Second Circuit Judge Denny Chin asked when a property cannot be “reasonably replaced” within the two-year limitations period specified in contracts.
“No controlling precedent interprets the suit limitations clause in light of the replacement cost provision,” Chin wrote. He added that the “cases available provide little predictive value as to how the Court of Appeals would resolve this issue.”
The case concerns Peerless Insurance Company’s refusal to pay the replacement costs of an Executive Plaza-owned building destroyed by fire in Island Park, Nassau County, in July 2007.
Due in part to zoning problems, Executive Plaza did not “substantially replace” the building and sued the insurer for what it said was outstanding replacement costs provided for in the insurance contract until well after the two-year period had passed.
The mold exposure case, Cornell v. 360 West 51st Street Realty, 16, may hinge on the interpretation of another resident exposure case that also came from the First Department, 2008′s Fraser v. 301-52 Townhouse Corp., 57 AD3d 416.
An appeals panel decided in 2012 that Supreme Court Justice Marcy Friedman interpreted Fraser too broadly when she dismissed tenant Brenda Cornell’s suit against her landlord. The panel restored Cornell’s claim that she was exposed to toxic mold and other substances because of a steam pipe break, a water leak and other deficiencies in her Manhattan apartment.

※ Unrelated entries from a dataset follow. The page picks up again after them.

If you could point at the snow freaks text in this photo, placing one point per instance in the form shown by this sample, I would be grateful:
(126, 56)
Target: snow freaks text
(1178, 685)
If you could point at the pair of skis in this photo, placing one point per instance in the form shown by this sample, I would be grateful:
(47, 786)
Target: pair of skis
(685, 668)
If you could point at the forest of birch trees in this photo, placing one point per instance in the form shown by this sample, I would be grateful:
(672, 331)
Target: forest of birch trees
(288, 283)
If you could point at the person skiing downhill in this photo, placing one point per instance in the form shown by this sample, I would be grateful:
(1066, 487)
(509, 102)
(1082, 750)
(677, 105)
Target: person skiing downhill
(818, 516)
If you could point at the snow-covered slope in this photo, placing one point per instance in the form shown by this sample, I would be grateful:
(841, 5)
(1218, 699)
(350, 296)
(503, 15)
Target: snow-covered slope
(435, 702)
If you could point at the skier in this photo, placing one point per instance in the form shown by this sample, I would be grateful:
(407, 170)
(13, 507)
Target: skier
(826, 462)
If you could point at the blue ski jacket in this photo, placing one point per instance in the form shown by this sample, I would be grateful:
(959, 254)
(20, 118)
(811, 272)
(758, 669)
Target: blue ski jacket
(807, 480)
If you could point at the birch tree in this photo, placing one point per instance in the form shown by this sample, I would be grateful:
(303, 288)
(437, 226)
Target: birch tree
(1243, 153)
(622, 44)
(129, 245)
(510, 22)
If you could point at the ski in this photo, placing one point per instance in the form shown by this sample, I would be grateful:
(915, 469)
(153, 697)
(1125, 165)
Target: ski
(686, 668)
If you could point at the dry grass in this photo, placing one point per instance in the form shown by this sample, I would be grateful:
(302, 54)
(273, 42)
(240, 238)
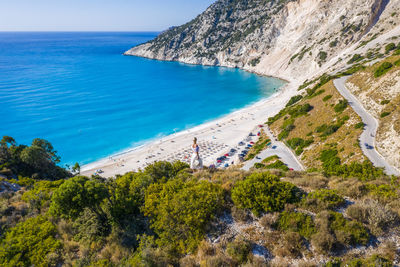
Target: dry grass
(323, 112)
(371, 92)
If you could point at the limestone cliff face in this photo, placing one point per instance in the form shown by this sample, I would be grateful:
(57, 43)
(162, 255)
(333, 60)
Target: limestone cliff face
(283, 38)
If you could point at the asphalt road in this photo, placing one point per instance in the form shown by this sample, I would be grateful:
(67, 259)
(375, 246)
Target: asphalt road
(277, 148)
(367, 138)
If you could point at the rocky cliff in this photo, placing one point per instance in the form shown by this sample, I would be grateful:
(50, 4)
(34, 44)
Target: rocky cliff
(283, 38)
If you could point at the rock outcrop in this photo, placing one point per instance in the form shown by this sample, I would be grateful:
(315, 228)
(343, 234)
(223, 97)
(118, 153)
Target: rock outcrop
(287, 39)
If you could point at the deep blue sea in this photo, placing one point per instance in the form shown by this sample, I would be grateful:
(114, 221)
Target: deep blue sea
(79, 92)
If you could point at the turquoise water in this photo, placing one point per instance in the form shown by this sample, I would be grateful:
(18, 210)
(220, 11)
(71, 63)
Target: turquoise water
(79, 92)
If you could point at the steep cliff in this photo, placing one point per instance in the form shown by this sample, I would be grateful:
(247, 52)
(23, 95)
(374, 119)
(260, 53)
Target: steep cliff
(288, 39)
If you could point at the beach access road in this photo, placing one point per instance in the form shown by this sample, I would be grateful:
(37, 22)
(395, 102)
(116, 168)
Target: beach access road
(367, 138)
(276, 148)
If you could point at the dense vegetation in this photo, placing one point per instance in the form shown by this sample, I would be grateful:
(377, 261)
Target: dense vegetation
(39, 160)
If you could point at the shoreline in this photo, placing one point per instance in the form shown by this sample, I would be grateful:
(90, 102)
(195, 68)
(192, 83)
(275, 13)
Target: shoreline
(216, 137)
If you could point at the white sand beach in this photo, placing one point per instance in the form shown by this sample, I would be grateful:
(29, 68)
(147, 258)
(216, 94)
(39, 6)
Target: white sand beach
(215, 138)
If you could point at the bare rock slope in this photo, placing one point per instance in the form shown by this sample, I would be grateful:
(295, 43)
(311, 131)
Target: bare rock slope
(294, 40)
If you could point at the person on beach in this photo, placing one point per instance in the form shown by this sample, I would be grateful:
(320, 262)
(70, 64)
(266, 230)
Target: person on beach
(196, 162)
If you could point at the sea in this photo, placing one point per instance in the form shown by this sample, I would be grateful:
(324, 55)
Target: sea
(78, 91)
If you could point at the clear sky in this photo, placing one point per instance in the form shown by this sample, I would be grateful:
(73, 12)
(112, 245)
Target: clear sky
(97, 15)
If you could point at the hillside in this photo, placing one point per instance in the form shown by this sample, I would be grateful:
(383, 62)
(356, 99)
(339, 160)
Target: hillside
(294, 40)
(380, 94)
(168, 215)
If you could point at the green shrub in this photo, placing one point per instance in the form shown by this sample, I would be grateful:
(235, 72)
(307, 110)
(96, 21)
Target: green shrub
(300, 110)
(331, 165)
(382, 69)
(374, 260)
(359, 125)
(341, 106)
(279, 165)
(345, 233)
(327, 130)
(299, 144)
(333, 43)
(383, 192)
(296, 222)
(40, 195)
(239, 250)
(29, 243)
(323, 199)
(180, 212)
(259, 165)
(263, 192)
(76, 194)
(389, 47)
(375, 215)
(270, 158)
(291, 245)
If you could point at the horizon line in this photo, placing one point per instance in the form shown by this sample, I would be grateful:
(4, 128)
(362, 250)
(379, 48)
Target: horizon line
(22, 31)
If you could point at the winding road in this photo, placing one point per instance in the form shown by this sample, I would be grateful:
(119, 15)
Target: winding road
(367, 138)
(277, 148)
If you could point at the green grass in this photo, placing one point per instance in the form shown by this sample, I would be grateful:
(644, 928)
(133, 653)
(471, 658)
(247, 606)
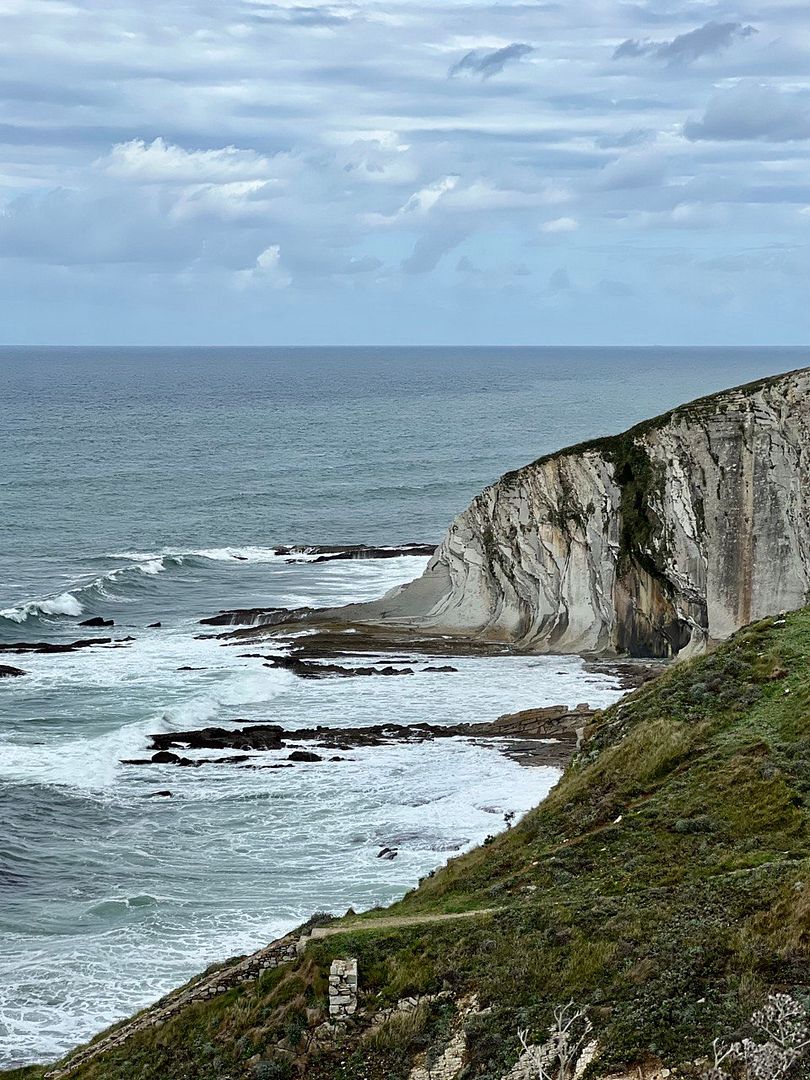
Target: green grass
(664, 882)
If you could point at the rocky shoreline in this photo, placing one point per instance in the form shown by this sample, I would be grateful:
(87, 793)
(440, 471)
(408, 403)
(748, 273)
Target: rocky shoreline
(535, 737)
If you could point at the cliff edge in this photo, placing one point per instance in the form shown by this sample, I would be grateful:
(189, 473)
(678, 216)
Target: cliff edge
(652, 542)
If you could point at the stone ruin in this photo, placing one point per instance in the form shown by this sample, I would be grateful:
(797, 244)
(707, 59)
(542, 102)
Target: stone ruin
(342, 988)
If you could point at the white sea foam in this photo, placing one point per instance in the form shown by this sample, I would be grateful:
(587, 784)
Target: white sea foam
(64, 604)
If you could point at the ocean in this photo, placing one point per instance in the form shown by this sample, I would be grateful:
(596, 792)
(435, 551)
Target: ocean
(156, 485)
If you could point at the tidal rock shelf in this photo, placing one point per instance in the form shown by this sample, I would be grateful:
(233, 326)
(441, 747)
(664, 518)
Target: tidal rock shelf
(534, 737)
(51, 647)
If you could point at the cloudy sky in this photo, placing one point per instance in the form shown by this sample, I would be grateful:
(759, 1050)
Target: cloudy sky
(240, 171)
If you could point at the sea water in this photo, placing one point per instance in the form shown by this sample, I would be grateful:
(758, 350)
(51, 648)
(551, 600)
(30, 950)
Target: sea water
(156, 485)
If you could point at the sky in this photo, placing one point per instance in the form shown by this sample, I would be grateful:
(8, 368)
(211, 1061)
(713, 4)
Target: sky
(407, 173)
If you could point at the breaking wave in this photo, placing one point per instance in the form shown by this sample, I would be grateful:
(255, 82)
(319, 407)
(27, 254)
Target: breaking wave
(122, 583)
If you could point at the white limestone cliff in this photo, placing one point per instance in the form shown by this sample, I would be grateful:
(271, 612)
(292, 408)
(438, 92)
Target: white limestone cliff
(652, 542)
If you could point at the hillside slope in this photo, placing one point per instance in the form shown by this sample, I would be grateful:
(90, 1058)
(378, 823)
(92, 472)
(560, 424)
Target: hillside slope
(662, 539)
(664, 885)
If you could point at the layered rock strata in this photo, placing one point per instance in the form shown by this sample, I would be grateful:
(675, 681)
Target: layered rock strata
(653, 542)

The First Department said Friedman misinterpreted Fraser as barring all toxic mold claims. In fact, the First Department maintained in a decision by Justice Sallie Manzanet-Daniels, the appeals court “never disavowed the underlying theory that exposure to mold may, under certain circumstances, give rise to respiratory and other ailments” (NYLJ, March 7, 2012).
The property owner contends that by not following Fraser as interpreted by Friedman, Cornell will be allowed to bring claims of illness due to mold exposure that she cannot prove through testimony that is accepted in the scientific and health communities.
In an amicus curiae brief, the Council of New York Cooperatives and Condominiums urged the Court of Appeals to abandon the First Department’s ruling in Cornell. The group, which represents the owners of more than 2,000 cooperatives and condominiums in the New York City area, said the case could open the “floodgates” to tenants’ litigation based on unsubstantiated health claims from exposure to mold.
Cornell claimed she experienced a body rash, fatigue, disorientation, shortness of breath, fatigue and headaches from being in her apartment.
The court will hear Cornell on Jan. 14.
Oral arguments before the Court of Appeals are webcast live through the court’s website at www.nycourts.gov/ctapps/.